3. Transparency and Reciprocity
Trust builds when communities see outcomes—not just outreach. That means returning results to participants, compensating advisors equitably, and co-owning decisions from study design to dissemination.
Trust as Strategic Advantage
In a 2022 NEJM Catalyst study, trial sites that employed community-based participatory methods—where patients were treated as co-investigators—had significantly higher enrollment and retention rates across racial and ethnic groups.⁶
Moreover, organizations with high trust scores see better performance:
- Improved trial enrollment
- Faster go-to-market timelines
- Reduced litigation and compliance risk
- Greater staff satisfaction and retention
Trust is not a detour from business objectives; it is a direct route to success.
Practical Strategies for Building Trust
Based on Elevate Impact’s work with hospitals and research institutions, we recommend five actionable strategies:
Leadership Action | Trust Outcome |
Involve stakeholders early | Increases shared ownership and transparency |
Share power, not just information | Builds credibility and respect |
Invest in relationship-building, not just recruitment | Shifts perception from transactional to transformational |
Acknowledge historical harms and current inequities | Creates space for healing and accountability |
Center equity in incentives and KPIs | Ensures alignment across mission, metrics, and action |
These aren’t “soft skills”—they are the infrastructure of inclusive leadership.

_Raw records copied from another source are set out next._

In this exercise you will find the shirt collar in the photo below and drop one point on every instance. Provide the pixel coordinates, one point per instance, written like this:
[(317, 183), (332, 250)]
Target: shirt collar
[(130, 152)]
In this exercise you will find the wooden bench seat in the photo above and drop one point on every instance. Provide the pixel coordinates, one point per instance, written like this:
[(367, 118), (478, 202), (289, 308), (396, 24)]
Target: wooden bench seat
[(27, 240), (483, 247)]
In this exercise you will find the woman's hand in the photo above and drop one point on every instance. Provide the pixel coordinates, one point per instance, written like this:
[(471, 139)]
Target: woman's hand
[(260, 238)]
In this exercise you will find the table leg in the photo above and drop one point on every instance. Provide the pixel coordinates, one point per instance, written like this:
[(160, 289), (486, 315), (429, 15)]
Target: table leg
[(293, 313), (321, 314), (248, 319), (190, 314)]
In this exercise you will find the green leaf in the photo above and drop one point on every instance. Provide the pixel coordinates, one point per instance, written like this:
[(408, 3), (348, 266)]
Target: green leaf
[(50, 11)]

RECOMMENDED READ: Why Collaborative Leadership Is the Future of Healthcare
A Real-World Example: Lawrence General Hospital
As part of a broader health equity initiative, Lawrence General Hospital partnered with Elevate Impact to train its advisory board in inclusive leadership principles. Over a six-month period, leaders participated in workshops focused on cultural humility, equity-centered governance, and trauma-informed communication.
The result?
- Increased trust and engagement from community partners
- Expanded representation in advisory roles
- Clearer pathways for community-informed policy changes
“This wasn’t about checking boxes—it was about changing how we lead,” said one board chair anonymously during an evaluation interview.
The future of healthcare innovation doesn’t rest solely on technology, data, or speed. It rests on trust—and the leaders who know how to cultivate it.
Inclusive research isn’t about finding new participants. It’s about becoming the kind of institution people want to participate in. That shift requires courage, humility, and strategic vision.
In an era of complexity, uncertainty, and rising inequity, trust may be the most valuable infrastructure we can build.
References:
- Nunez-Smith, M. (2021). Remarks from White House COVID-19 Health Equity Task Force. Health Equity Summit.
- National Academies of Sciences, Engineering, and Medicine. (2022). Improving Representation in Clinical Trials and Research. The National Academies Press.
- Cooper, L. (2020). “Becoming Trustworthy.” Health Affairs Blog.
- Tervalon, M., & Murray-García, J. (1998). “Cultural Humility vs. Cultural Competence.” Journal of Health Care for the Poor and Underserved.
- Edmondson, A. (1999). “Psychological Safety and Learning Behavior in Work Teams.” Administrative Science Quarterly.